The service providers in the power sector are the Nigerian Electricity Regulatory Commission, the Nigerian Bulk Electricity Trading Plc, the Transmission Service Provider, the System Operator and the Market Operator.
The TSP, SO and MO are different arms of the Transmission Company of Nigeria.
Figures contained in the August 2018 report, presented by the MO to industry operators at the recent power sector stakeholders’ meeting, showed that the indebtedness of the Discos to service providers had been accumulating since the commencement of the Transitional Electricity Market.
The market (TEM) became operational on January 1, 2015, and its commencement led to the implementation of all contractual obligations in the privatised power sector.

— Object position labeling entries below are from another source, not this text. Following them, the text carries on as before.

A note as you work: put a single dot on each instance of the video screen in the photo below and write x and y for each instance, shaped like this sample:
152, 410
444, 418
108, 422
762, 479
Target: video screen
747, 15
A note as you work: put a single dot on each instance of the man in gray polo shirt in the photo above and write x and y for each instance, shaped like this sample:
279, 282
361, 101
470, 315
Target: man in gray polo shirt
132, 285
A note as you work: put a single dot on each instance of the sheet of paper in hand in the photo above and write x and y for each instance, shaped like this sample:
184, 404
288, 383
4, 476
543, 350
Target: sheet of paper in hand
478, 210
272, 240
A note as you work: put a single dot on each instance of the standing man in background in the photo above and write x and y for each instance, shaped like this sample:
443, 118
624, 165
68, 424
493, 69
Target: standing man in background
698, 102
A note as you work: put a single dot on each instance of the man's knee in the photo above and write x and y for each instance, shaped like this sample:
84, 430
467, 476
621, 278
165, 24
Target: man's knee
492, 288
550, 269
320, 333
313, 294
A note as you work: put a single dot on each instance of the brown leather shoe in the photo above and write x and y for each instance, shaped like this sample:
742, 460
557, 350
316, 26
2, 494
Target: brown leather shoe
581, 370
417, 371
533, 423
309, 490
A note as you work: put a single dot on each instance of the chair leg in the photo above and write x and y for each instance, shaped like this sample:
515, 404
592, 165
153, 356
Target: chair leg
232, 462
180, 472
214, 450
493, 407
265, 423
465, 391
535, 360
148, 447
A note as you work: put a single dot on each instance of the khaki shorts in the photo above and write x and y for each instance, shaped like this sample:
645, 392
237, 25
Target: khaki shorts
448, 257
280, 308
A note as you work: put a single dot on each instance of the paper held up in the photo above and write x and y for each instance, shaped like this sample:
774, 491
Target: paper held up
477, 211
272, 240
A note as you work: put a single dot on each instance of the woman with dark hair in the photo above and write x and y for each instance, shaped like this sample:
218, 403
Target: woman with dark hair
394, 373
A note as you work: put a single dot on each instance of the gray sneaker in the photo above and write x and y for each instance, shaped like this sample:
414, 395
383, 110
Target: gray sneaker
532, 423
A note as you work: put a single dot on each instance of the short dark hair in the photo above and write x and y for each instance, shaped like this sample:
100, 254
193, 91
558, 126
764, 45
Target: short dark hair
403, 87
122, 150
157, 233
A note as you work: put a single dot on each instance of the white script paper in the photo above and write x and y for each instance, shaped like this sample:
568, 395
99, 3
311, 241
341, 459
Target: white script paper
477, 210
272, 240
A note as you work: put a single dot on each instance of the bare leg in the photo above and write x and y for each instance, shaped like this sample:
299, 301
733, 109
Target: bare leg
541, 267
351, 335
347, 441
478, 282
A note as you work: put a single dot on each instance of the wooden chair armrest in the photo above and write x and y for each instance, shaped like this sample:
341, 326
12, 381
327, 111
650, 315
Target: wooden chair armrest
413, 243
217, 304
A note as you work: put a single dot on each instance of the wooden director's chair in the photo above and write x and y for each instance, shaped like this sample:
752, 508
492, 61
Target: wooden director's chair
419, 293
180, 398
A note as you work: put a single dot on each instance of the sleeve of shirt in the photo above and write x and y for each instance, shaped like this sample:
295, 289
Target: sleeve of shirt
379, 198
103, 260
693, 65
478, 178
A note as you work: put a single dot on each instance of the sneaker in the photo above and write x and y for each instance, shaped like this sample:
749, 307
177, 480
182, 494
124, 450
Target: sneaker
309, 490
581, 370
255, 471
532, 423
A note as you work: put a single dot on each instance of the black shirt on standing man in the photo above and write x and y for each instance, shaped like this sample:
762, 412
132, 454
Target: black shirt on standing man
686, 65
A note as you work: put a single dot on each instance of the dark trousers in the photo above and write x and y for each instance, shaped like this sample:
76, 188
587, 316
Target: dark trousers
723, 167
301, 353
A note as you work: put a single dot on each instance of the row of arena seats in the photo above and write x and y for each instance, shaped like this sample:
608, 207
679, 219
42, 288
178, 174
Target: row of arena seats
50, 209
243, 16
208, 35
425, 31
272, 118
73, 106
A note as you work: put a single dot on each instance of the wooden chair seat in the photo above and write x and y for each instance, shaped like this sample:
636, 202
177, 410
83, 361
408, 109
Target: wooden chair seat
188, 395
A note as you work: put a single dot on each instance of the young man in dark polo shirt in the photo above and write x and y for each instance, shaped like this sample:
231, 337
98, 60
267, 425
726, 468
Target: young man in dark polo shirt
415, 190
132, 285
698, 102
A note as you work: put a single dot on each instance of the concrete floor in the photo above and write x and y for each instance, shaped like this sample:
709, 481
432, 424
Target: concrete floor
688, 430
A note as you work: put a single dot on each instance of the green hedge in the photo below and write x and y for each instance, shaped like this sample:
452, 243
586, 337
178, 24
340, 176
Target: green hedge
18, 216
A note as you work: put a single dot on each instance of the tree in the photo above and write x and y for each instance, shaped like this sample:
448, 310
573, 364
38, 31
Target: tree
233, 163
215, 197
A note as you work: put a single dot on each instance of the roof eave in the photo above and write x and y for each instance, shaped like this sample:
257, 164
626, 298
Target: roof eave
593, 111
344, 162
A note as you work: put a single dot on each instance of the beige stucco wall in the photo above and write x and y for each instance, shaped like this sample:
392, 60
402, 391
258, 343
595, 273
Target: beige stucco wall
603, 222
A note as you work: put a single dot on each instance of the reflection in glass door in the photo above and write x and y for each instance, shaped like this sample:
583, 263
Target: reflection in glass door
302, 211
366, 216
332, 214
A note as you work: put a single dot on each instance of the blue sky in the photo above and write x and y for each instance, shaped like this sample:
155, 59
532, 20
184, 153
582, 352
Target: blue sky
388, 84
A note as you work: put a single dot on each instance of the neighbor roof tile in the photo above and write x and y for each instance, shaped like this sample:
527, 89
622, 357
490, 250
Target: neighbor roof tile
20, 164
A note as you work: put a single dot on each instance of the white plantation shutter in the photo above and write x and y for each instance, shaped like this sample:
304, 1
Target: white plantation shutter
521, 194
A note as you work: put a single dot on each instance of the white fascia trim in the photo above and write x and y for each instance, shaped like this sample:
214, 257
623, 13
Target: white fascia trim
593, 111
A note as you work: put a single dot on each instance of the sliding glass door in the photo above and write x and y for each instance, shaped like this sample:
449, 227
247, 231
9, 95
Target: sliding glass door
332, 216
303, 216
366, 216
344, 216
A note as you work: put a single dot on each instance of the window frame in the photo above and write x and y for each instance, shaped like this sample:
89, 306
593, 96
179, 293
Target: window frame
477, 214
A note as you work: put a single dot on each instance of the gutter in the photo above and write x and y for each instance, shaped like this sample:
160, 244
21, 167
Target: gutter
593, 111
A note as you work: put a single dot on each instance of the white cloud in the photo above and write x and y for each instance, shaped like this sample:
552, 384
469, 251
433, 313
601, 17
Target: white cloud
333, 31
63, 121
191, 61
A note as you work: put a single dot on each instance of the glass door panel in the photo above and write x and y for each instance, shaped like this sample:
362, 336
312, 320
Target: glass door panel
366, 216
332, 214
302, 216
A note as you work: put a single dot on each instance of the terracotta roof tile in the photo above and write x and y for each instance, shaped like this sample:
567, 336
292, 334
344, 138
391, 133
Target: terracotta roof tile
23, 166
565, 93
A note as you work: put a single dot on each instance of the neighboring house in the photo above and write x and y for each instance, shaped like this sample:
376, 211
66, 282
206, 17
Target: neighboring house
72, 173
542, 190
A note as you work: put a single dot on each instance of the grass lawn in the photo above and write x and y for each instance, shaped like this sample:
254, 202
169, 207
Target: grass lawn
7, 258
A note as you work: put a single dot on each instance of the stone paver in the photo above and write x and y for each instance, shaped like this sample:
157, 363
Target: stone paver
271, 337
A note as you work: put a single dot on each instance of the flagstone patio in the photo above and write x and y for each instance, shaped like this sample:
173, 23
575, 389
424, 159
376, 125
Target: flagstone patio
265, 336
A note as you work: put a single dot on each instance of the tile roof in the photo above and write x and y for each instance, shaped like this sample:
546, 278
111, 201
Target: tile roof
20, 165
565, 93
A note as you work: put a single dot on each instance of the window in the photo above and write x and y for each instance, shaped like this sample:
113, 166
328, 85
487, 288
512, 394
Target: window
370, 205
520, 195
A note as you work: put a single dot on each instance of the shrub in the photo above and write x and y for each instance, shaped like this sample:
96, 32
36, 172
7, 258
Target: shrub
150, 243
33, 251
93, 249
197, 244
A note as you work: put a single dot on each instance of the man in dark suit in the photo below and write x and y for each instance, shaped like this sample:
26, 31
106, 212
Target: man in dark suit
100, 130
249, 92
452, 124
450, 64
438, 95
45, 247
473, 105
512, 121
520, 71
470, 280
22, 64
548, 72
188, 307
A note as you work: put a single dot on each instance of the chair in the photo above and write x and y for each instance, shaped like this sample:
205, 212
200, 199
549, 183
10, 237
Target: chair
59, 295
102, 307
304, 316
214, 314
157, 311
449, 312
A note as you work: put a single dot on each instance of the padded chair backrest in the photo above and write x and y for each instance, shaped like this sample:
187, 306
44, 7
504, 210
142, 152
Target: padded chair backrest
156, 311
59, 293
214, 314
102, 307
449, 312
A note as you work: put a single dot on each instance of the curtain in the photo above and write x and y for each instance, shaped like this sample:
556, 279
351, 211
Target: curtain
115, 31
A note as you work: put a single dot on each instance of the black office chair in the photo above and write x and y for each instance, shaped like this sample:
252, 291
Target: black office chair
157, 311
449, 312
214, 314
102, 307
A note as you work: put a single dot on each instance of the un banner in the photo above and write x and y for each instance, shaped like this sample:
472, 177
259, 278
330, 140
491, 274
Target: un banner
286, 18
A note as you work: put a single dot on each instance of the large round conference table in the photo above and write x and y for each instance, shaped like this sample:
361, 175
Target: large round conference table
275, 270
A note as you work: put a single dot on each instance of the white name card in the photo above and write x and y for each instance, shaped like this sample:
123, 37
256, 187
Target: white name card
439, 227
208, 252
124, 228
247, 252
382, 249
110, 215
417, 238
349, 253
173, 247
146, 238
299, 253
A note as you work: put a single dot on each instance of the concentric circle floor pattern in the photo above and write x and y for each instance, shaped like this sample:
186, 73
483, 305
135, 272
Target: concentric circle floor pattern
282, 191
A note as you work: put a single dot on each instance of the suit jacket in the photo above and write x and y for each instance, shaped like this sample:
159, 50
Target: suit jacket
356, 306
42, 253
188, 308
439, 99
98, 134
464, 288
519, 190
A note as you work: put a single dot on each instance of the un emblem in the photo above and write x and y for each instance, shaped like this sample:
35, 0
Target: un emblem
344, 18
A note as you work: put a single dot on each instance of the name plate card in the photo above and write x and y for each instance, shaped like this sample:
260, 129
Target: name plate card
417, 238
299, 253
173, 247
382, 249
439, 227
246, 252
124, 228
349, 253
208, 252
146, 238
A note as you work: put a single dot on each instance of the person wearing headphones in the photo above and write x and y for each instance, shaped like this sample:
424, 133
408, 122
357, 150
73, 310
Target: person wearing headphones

The MO, in its report, which was obtained by our correspondent from the Federal Ministry of Power, Works and Housing in Abuja on Friday, stated that the N205.51bn was the total indebtedness of the Discos to NERC, NBET and the TCN, from January 2015 to June 2018.
A further analysis of the report showed that the 11 Discos were indebted to the service providers.
Yola Disco’s N2.24bn debt, according to the MO, was the least among the debtors, while Abuja, Ibadan, Enugu, Kaduna and Port Harcourt Discos owe N26.48bn, N22.64bn, N21.95bn, N19.31bn and N19.14bn, respectively.
The Managing Director, TCN, Usman Mohammed, stated that the power distribution companies were withholding money meant for the expansion of the nation’s electricity transmission network.
According to him, the poor remittances from the Discos had made the country’s transmission company the most vulnerable arm of the power value chain in Nigeria.
Mohammed stated that if not for grants and loans from multilateral donors, the transmission company would not be able to expand its network.
He said, “If you look at the power sector, the TCN is the most vulnerable organisation. Why did I say that? I say that because the Discos are collecting our money and they keep all they want to keep and give the sector whatever they like.
“Power generation companies are covered by what they call payment assurance from the Federal Government which is about N701bn. The only arm of the sector that is not taken care of is the TCN and that is why we are the least paid in the industry.”
Mohammed added, “So, we had to go to multilateral donors like the World Bank to raise money for the expansion of the network. But you know you can’t use this money for operation. You cannot go to the World Bank and get money for running your system.
“The money you can get is for the expansion of your network, for hard investments. They can’t give you money for running your operations. So, this is the situation.”
But the Discos, through their spokesperson, Sunday Oduntan, argued that the fundamental problem in the sector currently was the electricity tariff gap.
He explained the gap as “the gap between what the government has specified as the price of the electricity that we distribute or retail and the true cost of the product.
“It is this gap that has solely contributed to the excess of N1.3tn that the Discos are carrying on their financial books, an impediment to both the sustainability of the electricity market and the ability of the investors to meet the obligations.”
Oduntan added, “Of important note is that we are not advocating or imposing a tariff increase on electricity consumers, some of whom are already dealing with affordability issues. We are stating that the mandated tariff gap is a responsibility of the government and should be addressed by the government, so that Nigerians can receive the improved electricity delivery service that they deserve.”
He also stated that the tariff gap was solely responsible for the debt, which the Discos owed power generation companies.